GFIA Letter to the Joint Forum's Consultative document on "Point of Sale disclosure in the insurance, banking and securities sectors"Release Date: 10/18/2013 Staff Reference: Janice Hilchie
Secretariat of the Joint Forum
Bank for International Settlements
Dear Secretariat of the Joint Forum,
The Global Federation of Insurance Associations (GFIA), through its 35 member associations, represents insurers that account for 87% of total insurance premiums worldwide. On behalf of GFIA, I am responding to your request for comments on your consultative document on "Point of Sale disclosure in the insurance, banking and securities sectors."
We very much appreciate the opportunity to provide input.

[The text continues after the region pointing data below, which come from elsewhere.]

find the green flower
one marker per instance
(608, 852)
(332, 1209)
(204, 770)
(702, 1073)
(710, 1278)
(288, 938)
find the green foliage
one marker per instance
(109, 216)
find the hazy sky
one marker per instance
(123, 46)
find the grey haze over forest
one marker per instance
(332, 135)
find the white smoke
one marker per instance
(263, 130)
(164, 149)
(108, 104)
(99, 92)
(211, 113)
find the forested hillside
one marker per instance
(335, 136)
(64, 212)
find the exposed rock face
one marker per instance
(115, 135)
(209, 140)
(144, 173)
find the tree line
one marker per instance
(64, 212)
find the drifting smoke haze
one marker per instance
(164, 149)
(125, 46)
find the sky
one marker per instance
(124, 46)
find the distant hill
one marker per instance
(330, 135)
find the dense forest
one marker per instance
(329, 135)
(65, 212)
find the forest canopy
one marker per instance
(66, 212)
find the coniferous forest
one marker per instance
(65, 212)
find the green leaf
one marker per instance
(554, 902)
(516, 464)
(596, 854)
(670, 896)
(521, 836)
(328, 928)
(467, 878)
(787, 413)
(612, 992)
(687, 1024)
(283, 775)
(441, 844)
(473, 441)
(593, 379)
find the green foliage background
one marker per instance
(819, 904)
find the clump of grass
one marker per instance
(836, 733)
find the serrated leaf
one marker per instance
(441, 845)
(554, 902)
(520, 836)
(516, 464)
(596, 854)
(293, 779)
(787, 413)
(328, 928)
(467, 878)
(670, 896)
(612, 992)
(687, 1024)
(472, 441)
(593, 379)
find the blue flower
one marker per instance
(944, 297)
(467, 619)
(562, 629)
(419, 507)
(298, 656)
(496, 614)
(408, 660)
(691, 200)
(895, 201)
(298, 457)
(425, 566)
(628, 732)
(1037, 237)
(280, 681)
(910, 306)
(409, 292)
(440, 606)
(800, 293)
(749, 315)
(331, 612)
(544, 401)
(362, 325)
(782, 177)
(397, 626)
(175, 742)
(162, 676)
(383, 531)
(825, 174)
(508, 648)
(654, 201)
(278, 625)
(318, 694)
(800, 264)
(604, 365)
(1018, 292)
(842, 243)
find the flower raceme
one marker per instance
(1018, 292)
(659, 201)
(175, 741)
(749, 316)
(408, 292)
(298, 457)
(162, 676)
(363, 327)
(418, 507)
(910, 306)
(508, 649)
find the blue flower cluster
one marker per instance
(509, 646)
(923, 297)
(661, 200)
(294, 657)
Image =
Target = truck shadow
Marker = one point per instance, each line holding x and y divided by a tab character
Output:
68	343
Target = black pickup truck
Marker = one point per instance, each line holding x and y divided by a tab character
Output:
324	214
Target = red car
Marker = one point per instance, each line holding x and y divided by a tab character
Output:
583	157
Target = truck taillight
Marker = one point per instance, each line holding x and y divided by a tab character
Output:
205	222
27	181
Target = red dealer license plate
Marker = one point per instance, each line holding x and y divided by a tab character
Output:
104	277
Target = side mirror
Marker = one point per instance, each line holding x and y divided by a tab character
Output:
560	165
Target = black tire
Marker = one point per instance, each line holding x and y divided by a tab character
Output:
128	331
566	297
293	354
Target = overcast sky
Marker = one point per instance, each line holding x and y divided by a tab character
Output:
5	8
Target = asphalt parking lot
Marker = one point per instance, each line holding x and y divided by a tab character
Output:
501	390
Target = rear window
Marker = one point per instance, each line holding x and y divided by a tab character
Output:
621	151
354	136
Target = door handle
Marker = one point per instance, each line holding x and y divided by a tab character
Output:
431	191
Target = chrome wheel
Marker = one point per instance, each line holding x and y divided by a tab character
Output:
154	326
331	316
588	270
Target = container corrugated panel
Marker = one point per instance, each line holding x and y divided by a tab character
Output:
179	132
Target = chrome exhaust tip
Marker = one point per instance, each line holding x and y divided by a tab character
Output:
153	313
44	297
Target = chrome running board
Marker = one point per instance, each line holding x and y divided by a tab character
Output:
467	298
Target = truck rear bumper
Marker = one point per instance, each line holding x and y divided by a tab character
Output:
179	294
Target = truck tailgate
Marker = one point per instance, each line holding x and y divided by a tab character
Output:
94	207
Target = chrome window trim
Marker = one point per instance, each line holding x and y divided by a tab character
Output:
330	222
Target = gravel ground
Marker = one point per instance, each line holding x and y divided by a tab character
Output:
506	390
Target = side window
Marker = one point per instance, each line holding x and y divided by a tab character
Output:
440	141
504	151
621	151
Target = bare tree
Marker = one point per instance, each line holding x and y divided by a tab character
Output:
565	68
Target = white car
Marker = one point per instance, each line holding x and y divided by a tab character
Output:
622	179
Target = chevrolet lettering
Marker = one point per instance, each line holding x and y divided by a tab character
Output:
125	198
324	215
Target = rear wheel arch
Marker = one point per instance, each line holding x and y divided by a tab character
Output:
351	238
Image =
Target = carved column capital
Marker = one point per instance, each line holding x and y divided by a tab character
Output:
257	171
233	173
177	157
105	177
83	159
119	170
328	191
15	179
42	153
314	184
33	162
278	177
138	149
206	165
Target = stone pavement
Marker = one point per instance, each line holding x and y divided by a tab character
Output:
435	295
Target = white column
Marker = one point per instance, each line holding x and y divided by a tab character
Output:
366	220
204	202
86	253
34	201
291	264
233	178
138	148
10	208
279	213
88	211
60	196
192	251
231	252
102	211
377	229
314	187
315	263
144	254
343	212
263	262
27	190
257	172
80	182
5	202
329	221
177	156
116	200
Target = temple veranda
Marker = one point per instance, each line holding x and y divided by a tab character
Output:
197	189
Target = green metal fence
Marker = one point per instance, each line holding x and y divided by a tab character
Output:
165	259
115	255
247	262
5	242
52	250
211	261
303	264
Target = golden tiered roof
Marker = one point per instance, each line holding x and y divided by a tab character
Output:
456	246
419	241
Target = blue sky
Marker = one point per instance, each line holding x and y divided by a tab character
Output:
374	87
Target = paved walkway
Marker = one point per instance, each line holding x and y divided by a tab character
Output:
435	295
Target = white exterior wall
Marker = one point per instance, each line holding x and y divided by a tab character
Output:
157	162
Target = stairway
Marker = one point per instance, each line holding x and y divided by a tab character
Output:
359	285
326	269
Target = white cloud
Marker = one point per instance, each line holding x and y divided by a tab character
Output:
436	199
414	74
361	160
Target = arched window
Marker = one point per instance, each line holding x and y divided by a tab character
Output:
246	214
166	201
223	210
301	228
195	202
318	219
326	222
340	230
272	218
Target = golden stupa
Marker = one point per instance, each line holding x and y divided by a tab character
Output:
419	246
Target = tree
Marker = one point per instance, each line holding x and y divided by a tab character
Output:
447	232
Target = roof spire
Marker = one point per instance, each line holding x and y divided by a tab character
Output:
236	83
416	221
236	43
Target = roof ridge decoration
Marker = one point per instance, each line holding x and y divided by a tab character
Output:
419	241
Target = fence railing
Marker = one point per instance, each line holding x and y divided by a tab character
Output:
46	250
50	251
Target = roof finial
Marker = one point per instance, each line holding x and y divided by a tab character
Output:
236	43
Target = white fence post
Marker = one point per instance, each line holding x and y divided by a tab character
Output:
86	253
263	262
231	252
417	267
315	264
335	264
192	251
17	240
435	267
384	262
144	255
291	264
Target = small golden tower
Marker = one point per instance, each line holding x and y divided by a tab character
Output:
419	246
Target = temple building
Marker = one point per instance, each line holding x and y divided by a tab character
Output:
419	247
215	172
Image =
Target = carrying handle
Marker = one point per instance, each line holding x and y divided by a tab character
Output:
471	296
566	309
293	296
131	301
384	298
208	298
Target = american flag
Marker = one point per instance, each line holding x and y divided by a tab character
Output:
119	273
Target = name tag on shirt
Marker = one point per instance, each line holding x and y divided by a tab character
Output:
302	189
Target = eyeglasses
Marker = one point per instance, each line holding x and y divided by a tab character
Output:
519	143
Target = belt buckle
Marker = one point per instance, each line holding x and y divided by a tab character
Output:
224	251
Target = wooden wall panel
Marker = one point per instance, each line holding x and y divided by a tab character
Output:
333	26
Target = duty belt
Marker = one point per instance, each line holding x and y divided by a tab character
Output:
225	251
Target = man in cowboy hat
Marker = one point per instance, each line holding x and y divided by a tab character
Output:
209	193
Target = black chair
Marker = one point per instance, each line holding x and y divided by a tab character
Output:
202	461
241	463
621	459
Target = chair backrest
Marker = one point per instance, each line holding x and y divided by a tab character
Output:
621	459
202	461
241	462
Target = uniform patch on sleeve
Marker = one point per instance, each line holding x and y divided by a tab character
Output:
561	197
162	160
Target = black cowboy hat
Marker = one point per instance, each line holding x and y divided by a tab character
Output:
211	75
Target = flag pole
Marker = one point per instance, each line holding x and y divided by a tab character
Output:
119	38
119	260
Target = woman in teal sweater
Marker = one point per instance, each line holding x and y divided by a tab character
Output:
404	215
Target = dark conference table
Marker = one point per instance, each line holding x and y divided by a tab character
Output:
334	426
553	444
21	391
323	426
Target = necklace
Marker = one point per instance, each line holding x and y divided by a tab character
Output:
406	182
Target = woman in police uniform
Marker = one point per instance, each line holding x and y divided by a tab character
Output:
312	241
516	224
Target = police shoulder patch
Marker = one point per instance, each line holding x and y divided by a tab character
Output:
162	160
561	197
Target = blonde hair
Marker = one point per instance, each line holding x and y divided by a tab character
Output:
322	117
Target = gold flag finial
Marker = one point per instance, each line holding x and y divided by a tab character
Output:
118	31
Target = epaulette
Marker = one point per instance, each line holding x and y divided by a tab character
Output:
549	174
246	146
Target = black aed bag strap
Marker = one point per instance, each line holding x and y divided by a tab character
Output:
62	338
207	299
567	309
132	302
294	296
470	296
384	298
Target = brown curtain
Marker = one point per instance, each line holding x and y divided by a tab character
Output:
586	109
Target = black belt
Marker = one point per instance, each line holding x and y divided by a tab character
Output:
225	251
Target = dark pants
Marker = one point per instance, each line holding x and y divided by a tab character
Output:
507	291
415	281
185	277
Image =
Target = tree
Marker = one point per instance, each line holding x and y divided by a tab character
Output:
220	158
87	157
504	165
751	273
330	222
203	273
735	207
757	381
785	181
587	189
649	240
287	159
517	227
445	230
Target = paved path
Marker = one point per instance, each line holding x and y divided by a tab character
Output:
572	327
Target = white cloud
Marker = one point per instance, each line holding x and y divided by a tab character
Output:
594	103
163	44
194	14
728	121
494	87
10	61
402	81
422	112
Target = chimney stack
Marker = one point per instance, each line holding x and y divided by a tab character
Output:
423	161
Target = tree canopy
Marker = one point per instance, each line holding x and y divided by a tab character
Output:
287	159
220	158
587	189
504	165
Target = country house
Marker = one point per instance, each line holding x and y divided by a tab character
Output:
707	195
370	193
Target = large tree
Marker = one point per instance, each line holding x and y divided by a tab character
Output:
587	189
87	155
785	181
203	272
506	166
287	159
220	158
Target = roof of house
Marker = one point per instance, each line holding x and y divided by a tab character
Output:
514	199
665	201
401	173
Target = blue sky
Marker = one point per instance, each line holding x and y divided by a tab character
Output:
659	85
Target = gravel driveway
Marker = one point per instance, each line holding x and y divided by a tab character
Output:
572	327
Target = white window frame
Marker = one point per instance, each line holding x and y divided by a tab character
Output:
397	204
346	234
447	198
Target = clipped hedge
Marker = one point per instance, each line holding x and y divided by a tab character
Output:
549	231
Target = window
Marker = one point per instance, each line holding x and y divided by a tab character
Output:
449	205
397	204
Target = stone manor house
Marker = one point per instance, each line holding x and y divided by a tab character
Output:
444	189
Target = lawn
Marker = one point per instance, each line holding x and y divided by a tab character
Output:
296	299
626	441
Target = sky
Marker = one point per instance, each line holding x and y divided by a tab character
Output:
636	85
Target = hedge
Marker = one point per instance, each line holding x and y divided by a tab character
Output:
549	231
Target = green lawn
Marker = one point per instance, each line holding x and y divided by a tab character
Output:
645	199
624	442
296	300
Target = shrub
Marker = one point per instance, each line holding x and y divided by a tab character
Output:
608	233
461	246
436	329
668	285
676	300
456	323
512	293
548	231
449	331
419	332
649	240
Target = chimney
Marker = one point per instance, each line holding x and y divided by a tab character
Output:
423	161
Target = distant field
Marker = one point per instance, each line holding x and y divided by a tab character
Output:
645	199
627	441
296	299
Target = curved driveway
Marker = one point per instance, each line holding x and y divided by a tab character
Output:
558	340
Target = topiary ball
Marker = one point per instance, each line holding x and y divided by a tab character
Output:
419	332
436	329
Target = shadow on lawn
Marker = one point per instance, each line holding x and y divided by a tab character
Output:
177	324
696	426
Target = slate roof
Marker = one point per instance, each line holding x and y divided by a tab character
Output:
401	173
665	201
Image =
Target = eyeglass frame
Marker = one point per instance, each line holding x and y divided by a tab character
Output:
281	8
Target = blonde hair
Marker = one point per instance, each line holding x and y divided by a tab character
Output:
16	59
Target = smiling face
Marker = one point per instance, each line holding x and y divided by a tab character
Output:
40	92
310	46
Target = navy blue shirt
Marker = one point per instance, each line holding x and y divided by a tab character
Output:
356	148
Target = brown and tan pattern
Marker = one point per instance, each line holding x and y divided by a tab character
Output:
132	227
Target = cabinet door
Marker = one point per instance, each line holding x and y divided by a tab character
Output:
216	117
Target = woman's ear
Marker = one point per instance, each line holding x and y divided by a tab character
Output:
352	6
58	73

We support the overall objective of the Joint Forum's paper. Clear disclosure about key characteristics of products, received prior to the sale, is important to consumers in helping them make informed decisions. The paper quite rightly observes that significant differences in products and in regulatory approaches may not facilitate comparison across products, and therefore, what is important is "the outcome, not necessarily the method by which the outcome is achieved". Many of our specific comments relate to the importance of retaining that awareness so that consumers are provided with relevant information.
We understand that this paper is not intended to be binding on any jurisdiction, but rather to set out recommendations that could be considered in developing or modifying POS disclosure regimes. It is important to keep in mind that various jurisdictions are in the throes of developing, revising or implementing a regime1, and there may well be inconsistencies and contradictions between these and the Joint Forum recommendations. It may be worthwhile to reinforce the point that the recommendations should be viewed as a resource or "inspiration tool". As well, in order to avoid any misinterpretation that the recommendations are intended to impose requirements, consideration should be given to making the language in the paper less prescriptive, e.g. use "may" instead of "should".